それが今や大国となり獣人族を隷属化し国もダーレー教団とくっつき設立当時とは大きく変わり果てていた。
「そうね……」
「今姉さんのとこに来たのはここで隠居生活をしてるからよ、何日か監視してたけど男を連れて楽しそうだったから声をかけなかったの」
「そんなに気をつかわなくてもいいわ、百年ぶりの再会じゃない」
「そうなんだけど凄い楽しそうにしてたからね、せっかくだし私の家に案内するわ。そこの彼氏君もね~」
◇
クラスメイト達は首都ファラモンドに到着していた。
「ここが首都ファラモンド……」
「とりあえずここのゼラ書記長との謁見だな」
タピットさんが説明してくれた今後の予定だと数日間ここに滞在して魔大陸へ向かうという話らしい。
「そういや二組の奴元気にしてっかな?」
「あまりいい噂は聞かないけど死者はでてないって話だぜ」
後ろで話す声が聞こえると陣君のことが脳裏に浮かぶ、それ以外にも一年生の時同じクラスだった子のことも考えるといたたまれない気持ちになる。

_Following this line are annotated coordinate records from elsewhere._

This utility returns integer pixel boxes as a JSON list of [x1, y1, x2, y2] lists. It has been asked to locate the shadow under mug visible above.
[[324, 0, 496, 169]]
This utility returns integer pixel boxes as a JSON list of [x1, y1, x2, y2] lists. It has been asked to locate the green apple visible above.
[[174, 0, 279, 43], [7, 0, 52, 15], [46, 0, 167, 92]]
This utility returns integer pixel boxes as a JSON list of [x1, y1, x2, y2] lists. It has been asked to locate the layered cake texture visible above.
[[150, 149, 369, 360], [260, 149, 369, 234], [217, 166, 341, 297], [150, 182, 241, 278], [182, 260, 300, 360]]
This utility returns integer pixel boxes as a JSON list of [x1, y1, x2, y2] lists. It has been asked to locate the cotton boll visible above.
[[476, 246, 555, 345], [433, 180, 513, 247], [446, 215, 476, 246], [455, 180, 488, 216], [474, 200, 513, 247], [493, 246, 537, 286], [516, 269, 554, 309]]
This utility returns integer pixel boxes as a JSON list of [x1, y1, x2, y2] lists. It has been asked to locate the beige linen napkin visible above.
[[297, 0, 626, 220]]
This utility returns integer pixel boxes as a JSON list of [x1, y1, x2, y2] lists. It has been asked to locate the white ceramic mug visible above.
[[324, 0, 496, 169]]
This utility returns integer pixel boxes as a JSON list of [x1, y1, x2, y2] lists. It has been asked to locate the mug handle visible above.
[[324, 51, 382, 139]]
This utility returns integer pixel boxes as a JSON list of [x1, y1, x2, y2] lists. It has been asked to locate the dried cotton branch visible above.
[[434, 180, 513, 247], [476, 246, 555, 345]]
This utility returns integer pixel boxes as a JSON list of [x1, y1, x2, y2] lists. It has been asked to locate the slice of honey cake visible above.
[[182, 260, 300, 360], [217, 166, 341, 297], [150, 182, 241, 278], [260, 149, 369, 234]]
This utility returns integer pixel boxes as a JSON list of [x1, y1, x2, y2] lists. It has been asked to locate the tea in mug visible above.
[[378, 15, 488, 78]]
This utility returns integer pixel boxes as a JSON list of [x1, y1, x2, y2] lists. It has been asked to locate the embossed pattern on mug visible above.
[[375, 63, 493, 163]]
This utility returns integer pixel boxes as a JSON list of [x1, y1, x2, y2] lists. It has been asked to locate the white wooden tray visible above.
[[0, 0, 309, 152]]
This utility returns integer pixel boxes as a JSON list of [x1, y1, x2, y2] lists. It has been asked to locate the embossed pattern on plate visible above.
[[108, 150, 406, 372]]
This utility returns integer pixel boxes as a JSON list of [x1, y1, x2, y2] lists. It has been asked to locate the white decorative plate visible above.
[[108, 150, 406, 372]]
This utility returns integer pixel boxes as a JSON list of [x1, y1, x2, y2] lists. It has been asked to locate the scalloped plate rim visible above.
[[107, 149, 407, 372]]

「謁見は全員じゃなくていいらしいけど雪はどうする?」
「今回はいいかな、陣君のこともあるし……美里ちゃんは?」
「私も今回はパスかな~」
陣君に酷いことをした国のトップに会って頭を下げるなどしたくはない。
「嫌な予感がする……」
何か落ち着かない空気が漂っている、この首都からはそういう雰囲気を感じた。